Thursday, May 2, 2013

What is a teacher? What is the point in learning Latin?

I was asked these questions a couple years back by a colleague in grad school. I recently dug up my response, which I thought might serve as an interesting discussion-starter.


So, you posted this a while ago. Back then, I felt like writing a reponse, but didn't. Now, I don't feel like writing a response but will anyway.

A teacher is, simply put, an extension of the parent. Basically, it takes a LOT to raise up a human and halfway-decent child, and most parents don't have what it takes. Among the skills that most parents don't have, usually, education tops the list. Some parents are excellent teachers, but most aren't, so they ask other people to give 'em a hand. 

Now, there are higher, deeper meanings for the word 'teacher.' A teacher in the truest sense is someone who has ideas of their own and wants to share them with others. But most of us aren't that, and if we were when we started at UMASS, it is likely that the reality of the job quickly crushed any such idealistic notions. And, basically, it's an impossible ideal, because there's only one fellow who ever came up with something truly new, and we aren't Him. 

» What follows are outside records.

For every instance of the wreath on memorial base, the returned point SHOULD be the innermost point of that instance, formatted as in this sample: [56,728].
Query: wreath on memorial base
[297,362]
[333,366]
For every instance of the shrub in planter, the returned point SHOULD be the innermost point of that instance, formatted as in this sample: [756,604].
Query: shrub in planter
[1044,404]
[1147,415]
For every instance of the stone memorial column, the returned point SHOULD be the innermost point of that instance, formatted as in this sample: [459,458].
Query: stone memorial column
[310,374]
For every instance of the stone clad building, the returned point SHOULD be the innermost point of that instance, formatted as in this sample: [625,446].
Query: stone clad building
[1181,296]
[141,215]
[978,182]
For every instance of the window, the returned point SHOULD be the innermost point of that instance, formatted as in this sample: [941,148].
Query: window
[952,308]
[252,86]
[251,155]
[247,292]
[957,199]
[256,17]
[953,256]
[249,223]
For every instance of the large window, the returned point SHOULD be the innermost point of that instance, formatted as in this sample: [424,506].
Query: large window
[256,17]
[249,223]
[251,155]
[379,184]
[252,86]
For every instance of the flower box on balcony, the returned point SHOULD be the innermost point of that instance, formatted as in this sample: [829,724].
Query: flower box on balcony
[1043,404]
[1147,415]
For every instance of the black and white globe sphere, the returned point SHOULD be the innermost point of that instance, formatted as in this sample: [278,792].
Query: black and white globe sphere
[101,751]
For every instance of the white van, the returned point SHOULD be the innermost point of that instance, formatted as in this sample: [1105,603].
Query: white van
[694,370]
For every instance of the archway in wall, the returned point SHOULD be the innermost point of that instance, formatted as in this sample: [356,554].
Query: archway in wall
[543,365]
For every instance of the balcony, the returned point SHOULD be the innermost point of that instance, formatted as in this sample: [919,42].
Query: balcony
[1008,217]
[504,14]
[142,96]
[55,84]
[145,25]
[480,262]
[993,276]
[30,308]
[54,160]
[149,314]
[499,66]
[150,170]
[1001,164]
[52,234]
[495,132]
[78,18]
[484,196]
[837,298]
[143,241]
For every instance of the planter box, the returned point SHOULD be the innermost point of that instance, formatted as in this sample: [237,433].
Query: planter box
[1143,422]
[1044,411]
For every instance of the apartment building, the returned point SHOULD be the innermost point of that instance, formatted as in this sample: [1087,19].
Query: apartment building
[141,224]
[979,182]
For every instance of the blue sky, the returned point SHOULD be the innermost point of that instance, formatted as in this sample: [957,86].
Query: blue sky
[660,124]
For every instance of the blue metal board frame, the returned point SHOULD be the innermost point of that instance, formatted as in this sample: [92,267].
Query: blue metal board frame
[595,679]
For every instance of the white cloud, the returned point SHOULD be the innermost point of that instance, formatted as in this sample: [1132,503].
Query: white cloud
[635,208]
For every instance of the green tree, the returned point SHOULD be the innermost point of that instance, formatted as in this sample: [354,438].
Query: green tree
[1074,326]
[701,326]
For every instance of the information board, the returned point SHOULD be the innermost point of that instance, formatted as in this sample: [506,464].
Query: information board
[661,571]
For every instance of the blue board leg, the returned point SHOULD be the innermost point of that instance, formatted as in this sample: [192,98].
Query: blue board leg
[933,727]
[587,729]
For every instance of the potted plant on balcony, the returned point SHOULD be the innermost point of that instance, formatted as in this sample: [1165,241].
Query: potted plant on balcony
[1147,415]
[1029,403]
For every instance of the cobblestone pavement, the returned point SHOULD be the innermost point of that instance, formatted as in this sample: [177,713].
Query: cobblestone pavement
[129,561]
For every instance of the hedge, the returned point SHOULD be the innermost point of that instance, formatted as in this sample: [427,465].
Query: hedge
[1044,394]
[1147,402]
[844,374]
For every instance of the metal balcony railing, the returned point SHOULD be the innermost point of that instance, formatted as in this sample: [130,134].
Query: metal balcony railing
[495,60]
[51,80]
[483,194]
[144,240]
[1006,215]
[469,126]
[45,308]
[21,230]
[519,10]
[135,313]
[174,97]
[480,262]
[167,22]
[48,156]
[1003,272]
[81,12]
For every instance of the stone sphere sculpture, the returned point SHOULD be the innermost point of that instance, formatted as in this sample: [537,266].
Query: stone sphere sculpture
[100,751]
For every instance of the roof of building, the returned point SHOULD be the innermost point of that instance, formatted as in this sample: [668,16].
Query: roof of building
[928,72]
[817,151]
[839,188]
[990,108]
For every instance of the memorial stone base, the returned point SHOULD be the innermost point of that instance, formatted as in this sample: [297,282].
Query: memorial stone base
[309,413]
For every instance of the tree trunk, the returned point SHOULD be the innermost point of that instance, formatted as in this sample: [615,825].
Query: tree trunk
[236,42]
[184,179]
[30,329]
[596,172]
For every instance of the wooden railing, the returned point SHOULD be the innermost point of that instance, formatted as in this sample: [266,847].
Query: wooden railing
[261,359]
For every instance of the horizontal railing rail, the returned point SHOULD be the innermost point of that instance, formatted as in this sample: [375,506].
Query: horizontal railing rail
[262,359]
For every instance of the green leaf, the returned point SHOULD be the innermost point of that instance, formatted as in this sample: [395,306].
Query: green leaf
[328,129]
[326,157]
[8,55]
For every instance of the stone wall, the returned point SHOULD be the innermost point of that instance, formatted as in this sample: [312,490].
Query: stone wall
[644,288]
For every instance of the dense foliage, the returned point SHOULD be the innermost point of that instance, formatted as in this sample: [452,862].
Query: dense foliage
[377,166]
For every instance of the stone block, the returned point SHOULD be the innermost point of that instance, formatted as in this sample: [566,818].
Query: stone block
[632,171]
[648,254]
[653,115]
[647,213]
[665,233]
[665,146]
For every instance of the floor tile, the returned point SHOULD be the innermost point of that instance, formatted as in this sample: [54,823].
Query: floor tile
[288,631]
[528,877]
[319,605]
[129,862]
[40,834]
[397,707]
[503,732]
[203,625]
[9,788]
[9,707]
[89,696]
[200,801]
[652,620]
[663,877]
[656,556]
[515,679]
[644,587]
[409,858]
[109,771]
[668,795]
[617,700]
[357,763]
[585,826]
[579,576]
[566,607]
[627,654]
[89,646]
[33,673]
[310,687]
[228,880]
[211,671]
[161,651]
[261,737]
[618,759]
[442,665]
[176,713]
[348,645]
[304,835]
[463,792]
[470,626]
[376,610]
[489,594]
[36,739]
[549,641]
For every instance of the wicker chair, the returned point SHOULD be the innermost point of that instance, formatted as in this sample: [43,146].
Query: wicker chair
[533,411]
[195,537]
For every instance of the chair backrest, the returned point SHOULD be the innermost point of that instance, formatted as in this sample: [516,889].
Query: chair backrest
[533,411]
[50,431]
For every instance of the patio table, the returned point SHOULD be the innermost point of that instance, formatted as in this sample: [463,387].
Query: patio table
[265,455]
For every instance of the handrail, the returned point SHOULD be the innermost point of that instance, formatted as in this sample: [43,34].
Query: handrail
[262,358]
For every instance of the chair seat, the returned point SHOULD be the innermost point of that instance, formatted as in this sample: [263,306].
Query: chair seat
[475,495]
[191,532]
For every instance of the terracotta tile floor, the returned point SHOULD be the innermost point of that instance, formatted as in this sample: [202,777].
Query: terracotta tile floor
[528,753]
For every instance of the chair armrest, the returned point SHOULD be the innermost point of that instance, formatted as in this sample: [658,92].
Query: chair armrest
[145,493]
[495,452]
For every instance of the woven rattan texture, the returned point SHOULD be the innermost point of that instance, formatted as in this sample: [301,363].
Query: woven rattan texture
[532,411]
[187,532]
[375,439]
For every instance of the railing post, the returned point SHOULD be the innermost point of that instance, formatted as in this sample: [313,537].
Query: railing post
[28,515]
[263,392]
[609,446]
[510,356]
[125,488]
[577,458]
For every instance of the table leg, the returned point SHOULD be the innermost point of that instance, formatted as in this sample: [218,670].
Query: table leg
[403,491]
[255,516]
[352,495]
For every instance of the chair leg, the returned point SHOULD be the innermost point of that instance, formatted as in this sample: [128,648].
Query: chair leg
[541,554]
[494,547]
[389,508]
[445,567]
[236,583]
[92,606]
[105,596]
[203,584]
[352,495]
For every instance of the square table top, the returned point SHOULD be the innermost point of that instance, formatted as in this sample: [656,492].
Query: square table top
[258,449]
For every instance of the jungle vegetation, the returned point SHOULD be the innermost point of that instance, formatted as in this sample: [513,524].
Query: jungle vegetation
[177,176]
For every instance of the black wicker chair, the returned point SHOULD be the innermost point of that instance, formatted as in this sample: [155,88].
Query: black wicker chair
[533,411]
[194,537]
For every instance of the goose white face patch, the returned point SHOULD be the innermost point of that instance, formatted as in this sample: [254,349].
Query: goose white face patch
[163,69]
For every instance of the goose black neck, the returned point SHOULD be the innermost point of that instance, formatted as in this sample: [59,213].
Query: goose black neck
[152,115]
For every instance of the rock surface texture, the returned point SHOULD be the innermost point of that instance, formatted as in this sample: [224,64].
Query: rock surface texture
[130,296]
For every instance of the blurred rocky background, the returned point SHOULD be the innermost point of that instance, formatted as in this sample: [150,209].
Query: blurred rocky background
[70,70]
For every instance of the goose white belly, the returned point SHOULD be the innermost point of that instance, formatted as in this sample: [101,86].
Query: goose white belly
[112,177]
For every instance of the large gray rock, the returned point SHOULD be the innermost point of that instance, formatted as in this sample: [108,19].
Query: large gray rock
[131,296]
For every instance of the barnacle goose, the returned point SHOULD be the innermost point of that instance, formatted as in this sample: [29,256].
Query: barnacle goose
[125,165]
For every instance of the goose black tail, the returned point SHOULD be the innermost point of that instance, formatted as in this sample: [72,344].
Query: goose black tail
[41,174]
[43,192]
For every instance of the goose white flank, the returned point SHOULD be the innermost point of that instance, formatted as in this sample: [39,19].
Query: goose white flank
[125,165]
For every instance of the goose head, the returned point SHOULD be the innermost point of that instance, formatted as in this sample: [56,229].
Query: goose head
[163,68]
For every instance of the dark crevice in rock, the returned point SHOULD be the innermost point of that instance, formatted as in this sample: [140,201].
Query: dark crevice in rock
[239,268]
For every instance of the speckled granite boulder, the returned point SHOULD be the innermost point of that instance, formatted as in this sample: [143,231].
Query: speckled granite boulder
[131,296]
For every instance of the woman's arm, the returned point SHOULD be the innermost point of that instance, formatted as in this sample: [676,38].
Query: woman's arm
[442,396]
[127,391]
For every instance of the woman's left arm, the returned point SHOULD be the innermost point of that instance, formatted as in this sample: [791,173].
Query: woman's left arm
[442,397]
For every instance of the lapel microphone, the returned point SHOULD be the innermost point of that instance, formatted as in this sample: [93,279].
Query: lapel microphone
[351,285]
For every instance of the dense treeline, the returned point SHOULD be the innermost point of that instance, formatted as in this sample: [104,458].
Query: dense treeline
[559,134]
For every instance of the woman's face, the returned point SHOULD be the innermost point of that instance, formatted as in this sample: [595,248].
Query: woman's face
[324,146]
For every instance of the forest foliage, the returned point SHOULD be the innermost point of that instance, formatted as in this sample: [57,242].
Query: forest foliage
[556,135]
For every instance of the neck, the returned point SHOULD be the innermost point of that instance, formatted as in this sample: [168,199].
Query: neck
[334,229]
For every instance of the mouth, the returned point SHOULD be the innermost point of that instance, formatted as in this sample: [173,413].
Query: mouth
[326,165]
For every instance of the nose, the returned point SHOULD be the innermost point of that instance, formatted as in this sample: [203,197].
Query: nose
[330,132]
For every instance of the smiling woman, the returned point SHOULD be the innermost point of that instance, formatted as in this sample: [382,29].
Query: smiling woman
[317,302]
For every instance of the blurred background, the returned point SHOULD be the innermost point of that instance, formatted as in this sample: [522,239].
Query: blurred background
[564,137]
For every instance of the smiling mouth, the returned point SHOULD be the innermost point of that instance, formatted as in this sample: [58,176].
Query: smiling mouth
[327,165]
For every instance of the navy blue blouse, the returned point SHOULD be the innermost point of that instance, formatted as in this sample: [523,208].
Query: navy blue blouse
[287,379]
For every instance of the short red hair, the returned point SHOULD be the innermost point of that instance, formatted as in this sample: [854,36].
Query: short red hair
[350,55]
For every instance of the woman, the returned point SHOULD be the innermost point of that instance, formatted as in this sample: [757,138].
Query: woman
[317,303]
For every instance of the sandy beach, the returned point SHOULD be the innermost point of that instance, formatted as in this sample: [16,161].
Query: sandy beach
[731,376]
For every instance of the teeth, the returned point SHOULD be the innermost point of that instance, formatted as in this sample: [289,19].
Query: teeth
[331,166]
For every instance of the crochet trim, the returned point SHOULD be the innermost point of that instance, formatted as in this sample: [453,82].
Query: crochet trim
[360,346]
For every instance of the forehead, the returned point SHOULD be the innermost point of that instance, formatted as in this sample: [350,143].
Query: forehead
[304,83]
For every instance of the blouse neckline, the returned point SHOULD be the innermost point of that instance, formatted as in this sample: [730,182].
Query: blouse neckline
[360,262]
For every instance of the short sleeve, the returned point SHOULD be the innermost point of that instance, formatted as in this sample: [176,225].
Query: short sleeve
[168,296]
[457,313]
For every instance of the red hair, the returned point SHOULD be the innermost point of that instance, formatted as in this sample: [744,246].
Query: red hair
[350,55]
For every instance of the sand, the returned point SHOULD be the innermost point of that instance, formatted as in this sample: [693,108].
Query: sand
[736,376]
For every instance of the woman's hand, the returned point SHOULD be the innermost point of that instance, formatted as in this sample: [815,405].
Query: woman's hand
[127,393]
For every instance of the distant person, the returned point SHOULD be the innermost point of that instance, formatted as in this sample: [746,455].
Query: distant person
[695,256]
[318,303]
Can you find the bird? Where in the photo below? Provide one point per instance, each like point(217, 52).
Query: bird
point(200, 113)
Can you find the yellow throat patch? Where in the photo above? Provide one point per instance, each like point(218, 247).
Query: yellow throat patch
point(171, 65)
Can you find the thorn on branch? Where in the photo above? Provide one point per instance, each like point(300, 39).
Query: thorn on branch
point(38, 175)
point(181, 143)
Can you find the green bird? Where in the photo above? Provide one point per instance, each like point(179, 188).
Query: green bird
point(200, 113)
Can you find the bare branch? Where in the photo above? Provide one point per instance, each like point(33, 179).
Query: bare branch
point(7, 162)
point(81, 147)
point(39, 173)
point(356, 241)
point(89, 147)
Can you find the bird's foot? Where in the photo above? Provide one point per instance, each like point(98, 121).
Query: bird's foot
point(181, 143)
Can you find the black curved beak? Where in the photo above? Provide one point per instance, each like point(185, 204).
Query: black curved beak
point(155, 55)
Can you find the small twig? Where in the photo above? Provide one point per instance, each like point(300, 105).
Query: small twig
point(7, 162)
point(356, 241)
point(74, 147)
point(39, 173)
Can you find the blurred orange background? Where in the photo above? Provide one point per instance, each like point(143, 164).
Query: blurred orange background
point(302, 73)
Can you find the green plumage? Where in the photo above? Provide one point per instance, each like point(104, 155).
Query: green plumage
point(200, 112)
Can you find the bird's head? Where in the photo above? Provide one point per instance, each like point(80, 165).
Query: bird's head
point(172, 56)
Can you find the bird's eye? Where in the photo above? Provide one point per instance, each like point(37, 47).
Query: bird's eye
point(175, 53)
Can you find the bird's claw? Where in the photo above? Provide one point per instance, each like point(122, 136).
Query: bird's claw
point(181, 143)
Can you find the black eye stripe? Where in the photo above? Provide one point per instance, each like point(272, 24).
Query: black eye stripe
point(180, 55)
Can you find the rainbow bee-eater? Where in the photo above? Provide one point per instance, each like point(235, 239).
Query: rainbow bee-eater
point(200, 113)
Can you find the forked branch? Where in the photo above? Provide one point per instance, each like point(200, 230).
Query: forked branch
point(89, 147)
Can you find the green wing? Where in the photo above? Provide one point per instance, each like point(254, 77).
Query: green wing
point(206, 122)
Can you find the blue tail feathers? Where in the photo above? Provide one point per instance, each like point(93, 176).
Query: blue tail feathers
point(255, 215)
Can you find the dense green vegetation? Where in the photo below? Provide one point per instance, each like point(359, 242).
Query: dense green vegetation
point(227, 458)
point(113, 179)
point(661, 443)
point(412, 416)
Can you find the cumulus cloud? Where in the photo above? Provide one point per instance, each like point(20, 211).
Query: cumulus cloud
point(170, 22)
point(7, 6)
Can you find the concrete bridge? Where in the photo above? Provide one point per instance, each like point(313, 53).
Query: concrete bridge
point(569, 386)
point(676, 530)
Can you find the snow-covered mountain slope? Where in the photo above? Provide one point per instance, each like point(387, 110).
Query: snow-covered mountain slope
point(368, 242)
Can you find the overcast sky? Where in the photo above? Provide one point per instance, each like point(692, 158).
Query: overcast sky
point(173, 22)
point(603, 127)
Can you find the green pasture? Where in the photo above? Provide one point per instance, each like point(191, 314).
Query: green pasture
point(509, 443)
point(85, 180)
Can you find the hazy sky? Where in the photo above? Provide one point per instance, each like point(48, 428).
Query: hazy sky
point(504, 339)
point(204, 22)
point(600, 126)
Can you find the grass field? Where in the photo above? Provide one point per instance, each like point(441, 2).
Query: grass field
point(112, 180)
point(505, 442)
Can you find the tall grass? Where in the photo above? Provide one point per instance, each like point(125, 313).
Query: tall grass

Now, let's get back to the other half of your question. "What is the point of learning Latin?" The fact is, in my humble opinion, there ISN'T a point for most people to learn Latin. The point of learning Latin, in its most limited academic sense, to gain an in-depth understanding of the Romans and subsequent Latin-speaking cultures. That limits the academic need for Latin to a few archaeology geeks and a few anthropology majors. 

But there is a wider, non-academic need to learn Latin. Latin is the language of a culture (actually, multiple cultures) which continues to have significance for SOME of the world's population today. Connection with that tradition allows those people to root themselves and develop a deeper sense of self-identity ("autochthony" in Heideggerian terms). For some people, e.g. Roman Catholics, that cultural heritage is so significant that the language remains in active use even to the present day.

To me, however, that makes teaching Latin in most public schools (I would except those in Europe) the equivalent of forcing students in Antarctica to take lessons in water skiing. Learning an ancient language is simply too difficult to be justified, when such brain power could be used on something more applicable or local, such as regional languages. 

As for the notion that learning Latin helps with a plethora of other skills, the evidence is too questionable. I am comforted everyday by knowing that the students to whom I teach the "Lingua Latina" also use it everyday, or at least have the opportunity to do so, in the context of the traditional Roman Liturgy.

1 comment:

  1. The American author James Thurber gives a good reason for teaching Latin. He says: "Latin was taught in high schools to prepare the youthful mind for the endless war between meaning and gobbledegook."